She could think of nothing else now but Duncan. If any one hurt him,
whatever should she do? If only they gave her Duncan back again it
seemed as if no trouble would be great.
Mrs. Donaldson's words had brought Elsie to a more reasoning frame of
mind. "I will do everything, if you promise me you will fetch Duncan or
take me back to him," she said eagerly. "You will take care of him,
won't you?" she cried entreatingly. "Promise me nothing bad shall happen
to him. You will send a message about what they are to do to him, won't
you? but oh! I do wish you would let me go back to him before a week. He
will be so frightened and lonely, and perhaps he will call me like he
did in the night when he was frightened; and he's never been with
strange folk before.
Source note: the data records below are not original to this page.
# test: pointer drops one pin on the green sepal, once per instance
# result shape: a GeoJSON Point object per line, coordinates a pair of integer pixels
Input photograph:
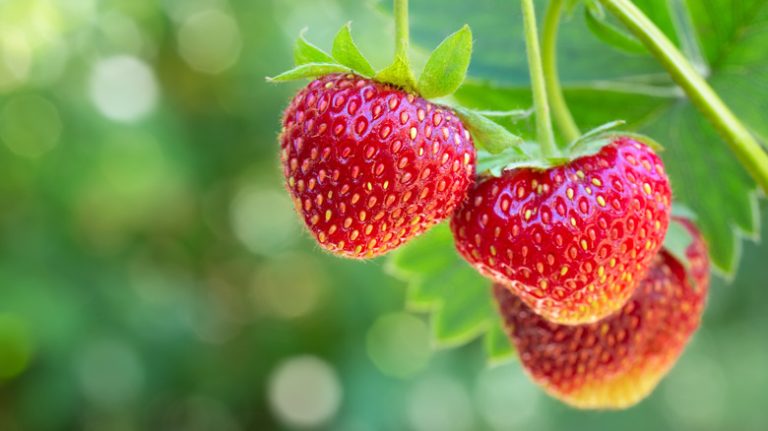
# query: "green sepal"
{"type": "Point", "coordinates": [398, 74]}
{"type": "Point", "coordinates": [511, 158]}
{"type": "Point", "coordinates": [447, 65]}
{"type": "Point", "coordinates": [346, 52]}
{"type": "Point", "coordinates": [488, 134]}
{"type": "Point", "coordinates": [498, 348]}
{"type": "Point", "coordinates": [609, 33]}
{"type": "Point", "coordinates": [677, 241]}
{"type": "Point", "coordinates": [309, 70]}
{"type": "Point", "coordinates": [304, 52]}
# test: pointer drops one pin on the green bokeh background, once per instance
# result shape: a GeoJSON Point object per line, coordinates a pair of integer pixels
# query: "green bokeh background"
{"type": "Point", "coordinates": [153, 274]}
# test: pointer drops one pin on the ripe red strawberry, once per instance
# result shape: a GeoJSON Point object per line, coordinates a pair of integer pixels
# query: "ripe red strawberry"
{"type": "Point", "coordinates": [572, 241]}
{"type": "Point", "coordinates": [618, 361]}
{"type": "Point", "coordinates": [370, 166]}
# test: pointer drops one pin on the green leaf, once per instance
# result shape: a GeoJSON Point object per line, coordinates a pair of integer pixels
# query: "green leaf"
{"type": "Point", "coordinates": [305, 52]}
{"type": "Point", "coordinates": [498, 347]}
{"type": "Point", "coordinates": [488, 134]}
{"type": "Point", "coordinates": [440, 282]}
{"type": "Point", "coordinates": [309, 70]}
{"type": "Point", "coordinates": [346, 52]}
{"type": "Point", "coordinates": [677, 241]}
{"type": "Point", "coordinates": [612, 35]}
{"type": "Point", "coordinates": [399, 74]}
{"type": "Point", "coordinates": [499, 49]}
{"type": "Point", "coordinates": [511, 158]}
{"type": "Point", "coordinates": [447, 66]}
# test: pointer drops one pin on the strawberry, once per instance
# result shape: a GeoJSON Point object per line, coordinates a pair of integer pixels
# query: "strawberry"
{"type": "Point", "coordinates": [370, 166]}
{"type": "Point", "coordinates": [574, 240]}
{"type": "Point", "coordinates": [618, 361]}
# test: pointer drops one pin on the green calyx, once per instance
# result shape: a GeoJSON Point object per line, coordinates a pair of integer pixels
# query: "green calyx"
{"type": "Point", "coordinates": [443, 73]}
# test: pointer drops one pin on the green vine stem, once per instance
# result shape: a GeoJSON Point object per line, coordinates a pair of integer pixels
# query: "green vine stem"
{"type": "Point", "coordinates": [742, 143]}
{"type": "Point", "coordinates": [544, 132]}
{"type": "Point", "coordinates": [401, 29]}
{"type": "Point", "coordinates": [561, 113]}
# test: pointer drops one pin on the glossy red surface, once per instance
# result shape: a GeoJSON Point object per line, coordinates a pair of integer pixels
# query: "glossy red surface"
{"type": "Point", "coordinates": [617, 361]}
{"type": "Point", "coordinates": [369, 166]}
{"type": "Point", "coordinates": [572, 241]}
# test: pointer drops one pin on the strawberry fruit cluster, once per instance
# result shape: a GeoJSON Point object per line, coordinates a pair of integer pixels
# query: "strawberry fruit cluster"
{"type": "Point", "coordinates": [574, 246]}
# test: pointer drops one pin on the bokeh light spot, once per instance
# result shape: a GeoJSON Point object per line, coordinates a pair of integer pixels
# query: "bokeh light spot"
{"type": "Point", "coordinates": [398, 344]}
{"type": "Point", "coordinates": [439, 403]}
{"type": "Point", "coordinates": [304, 392]}
{"type": "Point", "coordinates": [123, 88]}
{"type": "Point", "coordinates": [15, 346]}
{"type": "Point", "coordinates": [507, 399]}
{"type": "Point", "coordinates": [30, 125]}
{"type": "Point", "coordinates": [15, 60]}
{"type": "Point", "coordinates": [209, 41]}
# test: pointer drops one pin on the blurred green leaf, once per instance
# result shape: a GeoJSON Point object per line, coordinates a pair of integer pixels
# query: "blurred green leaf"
{"type": "Point", "coordinates": [347, 53]}
{"type": "Point", "coordinates": [705, 175]}
{"type": "Point", "coordinates": [304, 52]}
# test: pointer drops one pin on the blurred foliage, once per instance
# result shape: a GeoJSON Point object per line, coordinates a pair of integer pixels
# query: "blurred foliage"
{"type": "Point", "coordinates": [153, 275]}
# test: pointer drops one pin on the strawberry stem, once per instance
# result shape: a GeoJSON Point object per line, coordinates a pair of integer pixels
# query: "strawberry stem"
{"type": "Point", "coordinates": [736, 135]}
{"type": "Point", "coordinates": [401, 30]}
{"type": "Point", "coordinates": [544, 133]}
{"type": "Point", "coordinates": [560, 111]}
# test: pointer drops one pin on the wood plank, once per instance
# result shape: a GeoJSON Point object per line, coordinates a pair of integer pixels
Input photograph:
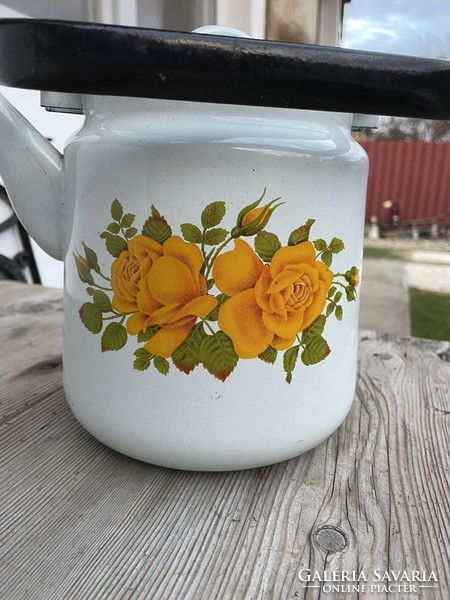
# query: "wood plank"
{"type": "Point", "coordinates": [78, 520]}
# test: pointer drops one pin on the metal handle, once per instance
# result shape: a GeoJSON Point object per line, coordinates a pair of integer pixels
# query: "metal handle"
{"type": "Point", "coordinates": [67, 56]}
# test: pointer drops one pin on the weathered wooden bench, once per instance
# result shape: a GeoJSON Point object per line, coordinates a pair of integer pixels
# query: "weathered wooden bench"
{"type": "Point", "coordinates": [80, 521]}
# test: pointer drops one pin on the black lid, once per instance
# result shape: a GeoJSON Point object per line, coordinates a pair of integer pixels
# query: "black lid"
{"type": "Point", "coordinates": [89, 58]}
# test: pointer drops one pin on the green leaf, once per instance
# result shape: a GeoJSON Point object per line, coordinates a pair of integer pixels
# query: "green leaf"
{"type": "Point", "coordinates": [289, 361]}
{"type": "Point", "coordinates": [330, 309]}
{"type": "Point", "coordinates": [269, 355]}
{"type": "Point", "coordinates": [142, 360]}
{"type": "Point", "coordinates": [266, 244]}
{"type": "Point", "coordinates": [114, 337]}
{"type": "Point", "coordinates": [161, 364]}
{"type": "Point", "coordinates": [214, 314]}
{"type": "Point", "coordinates": [127, 220]}
{"type": "Point", "coordinates": [156, 227]}
{"type": "Point", "coordinates": [213, 214]}
{"type": "Point", "coordinates": [191, 233]}
{"type": "Point", "coordinates": [327, 258]}
{"type": "Point", "coordinates": [91, 258]}
{"type": "Point", "coordinates": [336, 245]}
{"type": "Point", "coordinates": [315, 352]}
{"type": "Point", "coordinates": [113, 228]}
{"type": "Point", "coordinates": [350, 293]}
{"type": "Point", "coordinates": [115, 244]}
{"type": "Point", "coordinates": [102, 301]}
{"type": "Point", "coordinates": [187, 356]}
{"type": "Point", "coordinates": [91, 317]}
{"type": "Point", "coordinates": [218, 356]}
{"type": "Point", "coordinates": [145, 336]}
{"type": "Point", "coordinates": [116, 210]}
{"type": "Point", "coordinates": [215, 236]}
{"type": "Point", "coordinates": [301, 234]}
{"type": "Point", "coordinates": [315, 329]}
{"type": "Point", "coordinates": [320, 245]}
{"type": "Point", "coordinates": [130, 232]}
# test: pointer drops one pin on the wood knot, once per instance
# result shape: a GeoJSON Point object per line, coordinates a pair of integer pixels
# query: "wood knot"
{"type": "Point", "coordinates": [445, 355]}
{"type": "Point", "coordinates": [383, 355]}
{"type": "Point", "coordinates": [331, 538]}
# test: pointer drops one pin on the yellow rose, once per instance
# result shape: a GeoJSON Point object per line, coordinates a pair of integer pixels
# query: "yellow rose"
{"type": "Point", "coordinates": [269, 304]}
{"type": "Point", "coordinates": [164, 285]}
{"type": "Point", "coordinates": [129, 268]}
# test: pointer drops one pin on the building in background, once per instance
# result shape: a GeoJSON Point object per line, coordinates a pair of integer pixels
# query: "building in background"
{"type": "Point", "coordinates": [306, 21]}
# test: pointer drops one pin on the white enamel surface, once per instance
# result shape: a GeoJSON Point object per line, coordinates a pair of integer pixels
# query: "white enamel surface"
{"type": "Point", "coordinates": [181, 157]}
{"type": "Point", "coordinates": [32, 170]}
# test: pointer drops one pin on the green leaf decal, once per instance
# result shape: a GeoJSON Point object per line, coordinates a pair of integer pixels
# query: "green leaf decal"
{"type": "Point", "coordinates": [213, 214]}
{"type": "Point", "coordinates": [218, 356]}
{"type": "Point", "coordinates": [330, 309]}
{"type": "Point", "coordinates": [213, 237]}
{"type": "Point", "coordinates": [350, 293]}
{"type": "Point", "coordinates": [145, 336]}
{"type": "Point", "coordinates": [113, 228]}
{"type": "Point", "coordinates": [187, 356]}
{"type": "Point", "coordinates": [191, 233]}
{"type": "Point", "coordinates": [91, 317]}
{"type": "Point", "coordinates": [114, 337]}
{"type": "Point", "coordinates": [101, 301]}
{"type": "Point", "coordinates": [116, 210]}
{"type": "Point", "coordinates": [161, 364]}
{"type": "Point", "coordinates": [269, 355]}
{"type": "Point", "coordinates": [130, 232]}
{"type": "Point", "coordinates": [320, 245]}
{"type": "Point", "coordinates": [327, 258]}
{"type": "Point", "coordinates": [142, 360]}
{"type": "Point", "coordinates": [115, 244]}
{"type": "Point", "coordinates": [214, 314]}
{"type": "Point", "coordinates": [301, 234]}
{"type": "Point", "coordinates": [156, 227]}
{"type": "Point", "coordinates": [266, 244]}
{"type": "Point", "coordinates": [315, 352]}
{"type": "Point", "coordinates": [289, 361]}
{"type": "Point", "coordinates": [336, 245]}
{"type": "Point", "coordinates": [127, 220]}
{"type": "Point", "coordinates": [314, 330]}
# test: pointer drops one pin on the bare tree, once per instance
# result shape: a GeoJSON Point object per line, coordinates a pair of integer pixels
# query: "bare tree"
{"type": "Point", "coordinates": [412, 130]}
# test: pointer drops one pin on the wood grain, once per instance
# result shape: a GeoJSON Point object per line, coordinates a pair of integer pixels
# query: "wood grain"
{"type": "Point", "coordinates": [78, 520]}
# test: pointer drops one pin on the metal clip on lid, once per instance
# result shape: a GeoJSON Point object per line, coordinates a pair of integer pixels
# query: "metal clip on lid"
{"type": "Point", "coordinates": [88, 58]}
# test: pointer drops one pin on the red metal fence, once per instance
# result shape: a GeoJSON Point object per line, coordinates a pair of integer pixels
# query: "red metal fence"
{"type": "Point", "coordinates": [416, 175]}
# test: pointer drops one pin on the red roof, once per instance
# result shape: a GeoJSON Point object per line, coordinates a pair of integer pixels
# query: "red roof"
{"type": "Point", "coordinates": [414, 174]}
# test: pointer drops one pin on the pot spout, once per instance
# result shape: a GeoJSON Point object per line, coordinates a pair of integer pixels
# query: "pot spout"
{"type": "Point", "coordinates": [32, 171]}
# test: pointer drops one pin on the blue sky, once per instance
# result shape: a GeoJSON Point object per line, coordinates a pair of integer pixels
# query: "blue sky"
{"type": "Point", "coordinates": [417, 27]}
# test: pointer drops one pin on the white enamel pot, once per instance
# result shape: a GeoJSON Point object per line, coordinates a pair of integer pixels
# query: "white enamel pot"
{"type": "Point", "coordinates": [212, 256]}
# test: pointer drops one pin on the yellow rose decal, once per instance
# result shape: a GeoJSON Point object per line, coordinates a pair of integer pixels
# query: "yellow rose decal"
{"type": "Point", "coordinates": [195, 301]}
{"type": "Point", "coordinates": [269, 304]}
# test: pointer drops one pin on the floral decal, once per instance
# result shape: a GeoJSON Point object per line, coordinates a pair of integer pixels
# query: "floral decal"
{"type": "Point", "coordinates": [210, 298]}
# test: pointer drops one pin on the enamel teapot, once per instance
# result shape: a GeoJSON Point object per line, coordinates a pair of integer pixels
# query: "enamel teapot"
{"type": "Point", "coordinates": [210, 214]}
He's real timid, too, when people are bad to him,
and dursn't say a word, only he's scared like all the time." Elsie could
not help crying at the thought of poor Duncan's terror in Sandy
Ferguson's cottage, and the way he had hidden it till they were away out
of hearing.
Mrs. Donaldson turned away her head uneasily. Something in Elsie's love
for her brother had touched a tender chord. It reminded her of a little
brother she had loved, and who had died. She had been a different
creature in those days, and perhaps for a moment she wished that she
were a child again, with the innocent love for her little brother to
draw her away from a bad, wicked life. Perhaps the recollection of him
made her think for a moment of the life beyond the grave, in which he
was peacefully living, but which could only be a terror for her.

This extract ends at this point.